Enhancing Google Search With ImageExchange

Posted on 12/2/2010 by Jim Pickerell | Printable Version | Comments (2)

At first glance, PicScout’s new ImageExchange interface that isolates images that are easily licensable from any Google or Yahoo! search, and displays them in a right-hand panel next to all the returns delivered by these search engines, would seem to be a very helpful tool for professional users looking for images they can license legitimately. In fact, the returns delivered may be more misleading than useful.

There is a major problem that forces ImageExchange to miss hundreds and maybe thousands of professionally produced images that have been used online and which IE has “fingerprinted.” The problem is not with ImageExchange, but with the way Google and Yahoo! deliver returns from the massive numbers of unique images they have located on the web.

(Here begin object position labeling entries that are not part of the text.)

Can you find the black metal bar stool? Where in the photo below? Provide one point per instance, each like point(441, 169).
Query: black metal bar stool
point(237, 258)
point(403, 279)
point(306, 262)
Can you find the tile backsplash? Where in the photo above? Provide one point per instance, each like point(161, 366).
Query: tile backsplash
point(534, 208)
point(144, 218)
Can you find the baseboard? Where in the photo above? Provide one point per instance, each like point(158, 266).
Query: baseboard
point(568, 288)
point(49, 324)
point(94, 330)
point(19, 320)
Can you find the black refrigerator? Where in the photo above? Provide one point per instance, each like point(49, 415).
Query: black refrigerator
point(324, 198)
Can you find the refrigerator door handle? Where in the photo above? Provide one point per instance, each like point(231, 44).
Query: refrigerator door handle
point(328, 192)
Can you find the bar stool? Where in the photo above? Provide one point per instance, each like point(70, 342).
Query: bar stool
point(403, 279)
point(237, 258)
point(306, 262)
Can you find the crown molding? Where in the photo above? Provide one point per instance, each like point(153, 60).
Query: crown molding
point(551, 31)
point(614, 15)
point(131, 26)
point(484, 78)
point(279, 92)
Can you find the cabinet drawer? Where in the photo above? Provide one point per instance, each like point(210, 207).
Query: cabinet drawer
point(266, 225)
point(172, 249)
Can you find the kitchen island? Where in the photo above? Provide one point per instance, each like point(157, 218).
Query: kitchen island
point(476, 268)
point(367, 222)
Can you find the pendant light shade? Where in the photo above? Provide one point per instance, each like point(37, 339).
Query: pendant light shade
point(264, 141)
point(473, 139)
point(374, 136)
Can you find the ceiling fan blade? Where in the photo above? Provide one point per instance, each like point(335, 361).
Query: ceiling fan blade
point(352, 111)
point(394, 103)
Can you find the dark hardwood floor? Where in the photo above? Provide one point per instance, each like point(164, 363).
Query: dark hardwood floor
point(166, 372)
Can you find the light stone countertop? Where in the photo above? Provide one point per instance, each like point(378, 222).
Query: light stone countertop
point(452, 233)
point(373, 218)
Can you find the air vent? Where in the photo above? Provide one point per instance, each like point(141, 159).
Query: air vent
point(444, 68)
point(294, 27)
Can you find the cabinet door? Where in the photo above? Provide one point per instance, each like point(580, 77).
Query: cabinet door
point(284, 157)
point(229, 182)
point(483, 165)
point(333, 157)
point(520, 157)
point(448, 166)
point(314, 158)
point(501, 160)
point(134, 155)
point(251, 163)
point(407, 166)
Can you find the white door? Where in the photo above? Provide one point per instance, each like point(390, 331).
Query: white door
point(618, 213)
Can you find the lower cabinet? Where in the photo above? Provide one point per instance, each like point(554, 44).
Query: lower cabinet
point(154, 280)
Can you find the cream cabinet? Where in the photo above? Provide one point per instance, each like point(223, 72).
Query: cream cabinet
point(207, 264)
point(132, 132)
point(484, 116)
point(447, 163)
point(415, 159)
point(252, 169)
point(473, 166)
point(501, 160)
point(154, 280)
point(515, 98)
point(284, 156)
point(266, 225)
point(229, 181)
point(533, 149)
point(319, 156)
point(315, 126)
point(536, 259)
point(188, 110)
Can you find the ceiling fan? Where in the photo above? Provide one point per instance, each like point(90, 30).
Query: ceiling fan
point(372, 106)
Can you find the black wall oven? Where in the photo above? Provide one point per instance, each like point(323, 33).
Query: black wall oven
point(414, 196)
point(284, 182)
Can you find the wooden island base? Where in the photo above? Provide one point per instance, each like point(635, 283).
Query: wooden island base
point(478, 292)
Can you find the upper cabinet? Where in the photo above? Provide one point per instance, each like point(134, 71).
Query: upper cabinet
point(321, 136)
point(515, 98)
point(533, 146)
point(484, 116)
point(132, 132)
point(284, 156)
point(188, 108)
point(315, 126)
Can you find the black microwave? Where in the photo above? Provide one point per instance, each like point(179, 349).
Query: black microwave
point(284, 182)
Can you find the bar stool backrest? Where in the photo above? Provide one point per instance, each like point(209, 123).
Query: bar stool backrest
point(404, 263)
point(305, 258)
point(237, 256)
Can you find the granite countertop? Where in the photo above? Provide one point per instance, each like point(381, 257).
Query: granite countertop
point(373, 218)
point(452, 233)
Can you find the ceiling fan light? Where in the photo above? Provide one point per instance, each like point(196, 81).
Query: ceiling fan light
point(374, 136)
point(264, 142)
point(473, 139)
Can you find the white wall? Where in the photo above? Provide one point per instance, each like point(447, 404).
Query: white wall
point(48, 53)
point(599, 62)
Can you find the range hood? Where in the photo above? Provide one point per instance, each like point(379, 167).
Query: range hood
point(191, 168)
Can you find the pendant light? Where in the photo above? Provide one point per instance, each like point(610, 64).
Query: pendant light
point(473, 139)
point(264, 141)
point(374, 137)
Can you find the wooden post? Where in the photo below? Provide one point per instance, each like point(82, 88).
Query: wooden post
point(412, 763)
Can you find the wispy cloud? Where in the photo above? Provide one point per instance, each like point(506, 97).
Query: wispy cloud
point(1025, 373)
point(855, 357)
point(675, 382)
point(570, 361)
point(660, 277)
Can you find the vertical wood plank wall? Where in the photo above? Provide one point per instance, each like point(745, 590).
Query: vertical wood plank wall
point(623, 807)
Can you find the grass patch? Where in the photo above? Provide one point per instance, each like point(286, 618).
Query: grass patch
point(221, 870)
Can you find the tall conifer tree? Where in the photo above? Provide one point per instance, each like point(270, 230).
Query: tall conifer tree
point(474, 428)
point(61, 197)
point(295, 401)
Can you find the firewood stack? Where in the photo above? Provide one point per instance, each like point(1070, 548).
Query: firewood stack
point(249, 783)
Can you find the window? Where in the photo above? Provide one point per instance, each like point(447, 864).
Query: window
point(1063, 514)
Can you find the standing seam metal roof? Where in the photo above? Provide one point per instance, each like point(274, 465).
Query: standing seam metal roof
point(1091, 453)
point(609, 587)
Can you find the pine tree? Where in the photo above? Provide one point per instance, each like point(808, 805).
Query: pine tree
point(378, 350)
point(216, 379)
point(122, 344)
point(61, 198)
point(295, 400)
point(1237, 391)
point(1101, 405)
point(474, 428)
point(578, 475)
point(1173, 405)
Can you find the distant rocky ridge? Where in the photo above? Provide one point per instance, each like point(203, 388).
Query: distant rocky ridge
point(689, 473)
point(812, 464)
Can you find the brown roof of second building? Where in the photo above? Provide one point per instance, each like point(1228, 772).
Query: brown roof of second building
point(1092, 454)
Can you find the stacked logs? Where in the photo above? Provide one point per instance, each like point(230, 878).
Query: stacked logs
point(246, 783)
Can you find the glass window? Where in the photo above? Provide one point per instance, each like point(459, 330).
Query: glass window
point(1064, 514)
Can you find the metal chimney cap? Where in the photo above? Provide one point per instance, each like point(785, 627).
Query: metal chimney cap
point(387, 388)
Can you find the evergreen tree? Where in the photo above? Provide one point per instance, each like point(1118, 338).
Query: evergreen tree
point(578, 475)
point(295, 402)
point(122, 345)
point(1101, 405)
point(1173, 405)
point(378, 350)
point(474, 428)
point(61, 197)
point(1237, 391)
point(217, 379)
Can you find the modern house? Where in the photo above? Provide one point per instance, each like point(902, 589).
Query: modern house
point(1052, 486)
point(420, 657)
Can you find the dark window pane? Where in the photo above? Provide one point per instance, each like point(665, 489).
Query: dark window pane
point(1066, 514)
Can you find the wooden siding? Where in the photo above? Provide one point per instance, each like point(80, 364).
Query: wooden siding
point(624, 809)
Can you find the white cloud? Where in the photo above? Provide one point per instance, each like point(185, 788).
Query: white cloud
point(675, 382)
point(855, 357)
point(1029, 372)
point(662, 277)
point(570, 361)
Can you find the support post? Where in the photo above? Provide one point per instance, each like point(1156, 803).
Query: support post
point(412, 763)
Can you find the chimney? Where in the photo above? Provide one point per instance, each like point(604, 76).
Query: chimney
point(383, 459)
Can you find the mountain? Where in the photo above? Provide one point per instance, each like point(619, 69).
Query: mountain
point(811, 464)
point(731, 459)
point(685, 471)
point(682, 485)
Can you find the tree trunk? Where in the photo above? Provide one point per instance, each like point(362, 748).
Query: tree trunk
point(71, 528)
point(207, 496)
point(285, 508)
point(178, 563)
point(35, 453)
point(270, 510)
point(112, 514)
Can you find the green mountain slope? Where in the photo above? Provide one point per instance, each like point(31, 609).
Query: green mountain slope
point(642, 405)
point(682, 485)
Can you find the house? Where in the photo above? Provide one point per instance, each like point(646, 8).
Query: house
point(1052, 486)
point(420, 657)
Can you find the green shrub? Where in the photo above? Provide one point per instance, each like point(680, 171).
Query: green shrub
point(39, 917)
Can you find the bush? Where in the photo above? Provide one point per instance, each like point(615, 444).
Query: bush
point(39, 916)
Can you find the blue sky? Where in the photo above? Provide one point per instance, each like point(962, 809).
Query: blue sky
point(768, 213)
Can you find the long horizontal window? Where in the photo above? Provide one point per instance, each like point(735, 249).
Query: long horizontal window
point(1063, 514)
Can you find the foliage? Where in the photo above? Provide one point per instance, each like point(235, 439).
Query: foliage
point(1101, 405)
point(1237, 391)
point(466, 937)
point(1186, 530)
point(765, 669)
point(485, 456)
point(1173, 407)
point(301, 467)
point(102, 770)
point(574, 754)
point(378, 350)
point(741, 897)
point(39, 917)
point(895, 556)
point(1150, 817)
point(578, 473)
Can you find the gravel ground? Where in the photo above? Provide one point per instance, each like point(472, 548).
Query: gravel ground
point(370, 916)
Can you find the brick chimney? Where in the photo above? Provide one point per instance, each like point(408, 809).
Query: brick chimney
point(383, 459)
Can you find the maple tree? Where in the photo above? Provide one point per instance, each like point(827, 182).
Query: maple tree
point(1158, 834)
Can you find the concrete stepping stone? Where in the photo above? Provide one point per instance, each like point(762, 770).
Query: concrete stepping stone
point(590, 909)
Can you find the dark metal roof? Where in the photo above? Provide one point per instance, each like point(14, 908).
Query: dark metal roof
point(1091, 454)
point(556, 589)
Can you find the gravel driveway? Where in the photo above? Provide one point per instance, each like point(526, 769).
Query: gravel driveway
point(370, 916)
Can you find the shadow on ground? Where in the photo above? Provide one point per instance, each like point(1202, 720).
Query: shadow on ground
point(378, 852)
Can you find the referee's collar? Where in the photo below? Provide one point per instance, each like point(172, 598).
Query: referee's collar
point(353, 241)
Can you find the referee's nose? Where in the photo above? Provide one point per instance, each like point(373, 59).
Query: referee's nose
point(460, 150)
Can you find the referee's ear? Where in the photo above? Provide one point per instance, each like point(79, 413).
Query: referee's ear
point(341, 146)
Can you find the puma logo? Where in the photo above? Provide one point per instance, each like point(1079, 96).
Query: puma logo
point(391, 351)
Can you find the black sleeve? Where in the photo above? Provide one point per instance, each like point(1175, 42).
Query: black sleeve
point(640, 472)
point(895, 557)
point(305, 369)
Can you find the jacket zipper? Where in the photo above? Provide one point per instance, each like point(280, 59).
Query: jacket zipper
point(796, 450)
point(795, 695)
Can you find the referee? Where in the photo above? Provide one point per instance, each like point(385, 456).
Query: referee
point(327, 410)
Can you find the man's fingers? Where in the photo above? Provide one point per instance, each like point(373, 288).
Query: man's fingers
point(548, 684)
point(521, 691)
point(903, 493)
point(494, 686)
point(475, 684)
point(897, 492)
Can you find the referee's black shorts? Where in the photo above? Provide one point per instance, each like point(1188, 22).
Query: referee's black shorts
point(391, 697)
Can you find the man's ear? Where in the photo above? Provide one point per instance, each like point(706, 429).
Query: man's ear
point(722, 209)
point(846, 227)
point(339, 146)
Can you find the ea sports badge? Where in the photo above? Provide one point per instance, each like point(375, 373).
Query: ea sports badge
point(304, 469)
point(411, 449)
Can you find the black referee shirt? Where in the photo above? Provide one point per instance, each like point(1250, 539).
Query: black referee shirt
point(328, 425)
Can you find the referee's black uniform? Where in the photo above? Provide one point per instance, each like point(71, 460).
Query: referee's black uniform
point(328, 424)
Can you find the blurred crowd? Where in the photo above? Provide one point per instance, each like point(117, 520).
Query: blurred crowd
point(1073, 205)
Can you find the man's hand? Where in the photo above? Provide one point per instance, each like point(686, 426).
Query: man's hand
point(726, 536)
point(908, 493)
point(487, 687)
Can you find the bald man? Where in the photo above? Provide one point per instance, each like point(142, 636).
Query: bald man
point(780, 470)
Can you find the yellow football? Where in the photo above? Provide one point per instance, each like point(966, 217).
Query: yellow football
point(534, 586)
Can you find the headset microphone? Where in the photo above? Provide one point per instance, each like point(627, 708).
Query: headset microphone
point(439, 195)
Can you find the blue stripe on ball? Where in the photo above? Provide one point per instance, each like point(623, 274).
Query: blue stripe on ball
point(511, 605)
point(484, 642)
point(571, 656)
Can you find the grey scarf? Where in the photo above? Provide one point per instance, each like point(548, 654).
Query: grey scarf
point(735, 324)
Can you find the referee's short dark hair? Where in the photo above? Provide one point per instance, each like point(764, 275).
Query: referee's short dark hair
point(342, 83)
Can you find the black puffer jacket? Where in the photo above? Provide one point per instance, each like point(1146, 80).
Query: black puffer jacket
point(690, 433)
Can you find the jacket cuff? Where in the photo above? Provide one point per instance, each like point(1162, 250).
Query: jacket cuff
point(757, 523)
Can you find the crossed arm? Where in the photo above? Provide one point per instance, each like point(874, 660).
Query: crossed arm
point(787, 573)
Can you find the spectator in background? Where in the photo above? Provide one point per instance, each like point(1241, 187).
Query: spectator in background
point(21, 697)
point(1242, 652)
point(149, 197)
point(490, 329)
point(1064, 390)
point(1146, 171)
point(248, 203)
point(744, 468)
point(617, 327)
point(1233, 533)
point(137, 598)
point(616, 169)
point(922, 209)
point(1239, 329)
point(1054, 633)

Regardless, of how many images are found the search engines will only show about 1,000 on the theory that no customer will look at more than 1,000 images. When a customer searches by keyword for an image, Google’s software asks more than 200 questions about the page where that image is found. It wants to know how many times the keyword appear on the page that contains the images, whether the keyword is in the title or the URL, whether a synonym for the word is included, whether the page is from a “quality” web site and more. It also determines the page rank, or importance, by looking at how many outside pages point to it. Yahoo! uses similar techniques.

All of these things are important if the searcher is looking for textual information, but to a great degree these questions have little, if anything, to do with the quality of the image on the page. Often the information on the page is in high demand and of great importance, but the picture is generic and not tightly related to the text. Nevertheless, the picture gets ranked based on the textual information that is associated with it, not on its own value because there is no easy way to measure visual or creative value.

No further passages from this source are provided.